Student tip: Keep loan interest in check with a few bucks a day

October 11, 2018
Patrick Crannell

Knowledge is power, and a simple formula can help even poverty-stricken veterinary students keep debt from snowballing.

Photo: Adobe StockAs a veterinary student, my job is to learn not only about veterinary medicine, but also about money. Becoming financially literate is a lifelong skill that more of us need lessons on early in our careers. Personally, I've tried to go out of my way to understand basic financial concepts and terminology while I'm still in school.

One of the best things I've learned is a formula that helps my personal budget. Here it is:

Interest rate (in decimal format) x current principal balance ÷ number of days in the year = daily interest

Depending on a student's principal balance, the interest he or she accrues is typically around a few dollars a day. If many days go by with the interest accruing on the principal balance, then daily interest will of course go up; a larger numerator with an unchanging denominator produces a bigger number.

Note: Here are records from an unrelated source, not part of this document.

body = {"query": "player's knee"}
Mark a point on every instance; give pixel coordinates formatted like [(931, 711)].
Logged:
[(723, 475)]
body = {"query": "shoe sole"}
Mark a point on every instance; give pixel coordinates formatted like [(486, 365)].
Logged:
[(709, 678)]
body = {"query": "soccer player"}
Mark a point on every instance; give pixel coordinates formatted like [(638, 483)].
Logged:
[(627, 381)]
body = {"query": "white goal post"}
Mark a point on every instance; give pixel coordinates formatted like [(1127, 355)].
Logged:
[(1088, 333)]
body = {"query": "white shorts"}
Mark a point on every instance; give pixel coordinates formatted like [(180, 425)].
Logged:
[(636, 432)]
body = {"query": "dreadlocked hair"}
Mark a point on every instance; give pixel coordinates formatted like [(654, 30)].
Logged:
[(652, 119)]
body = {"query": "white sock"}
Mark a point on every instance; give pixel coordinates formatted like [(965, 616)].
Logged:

It's easy to keep this daily interest down with a budget plan. By saving just $20 a week at the grocery store, you can put that saved money toward accruing interest and decrease a growing mountain of student debt.

Knowledge is power, and I think if more students are financially cognizant and active, then we'll see debt-related frustration, anxiety, anger and struggle decrease. Our debt will become not a weakness but a mastered skill.

Patrick Crannell is a student at Michigan State College of Veterinary Medicine.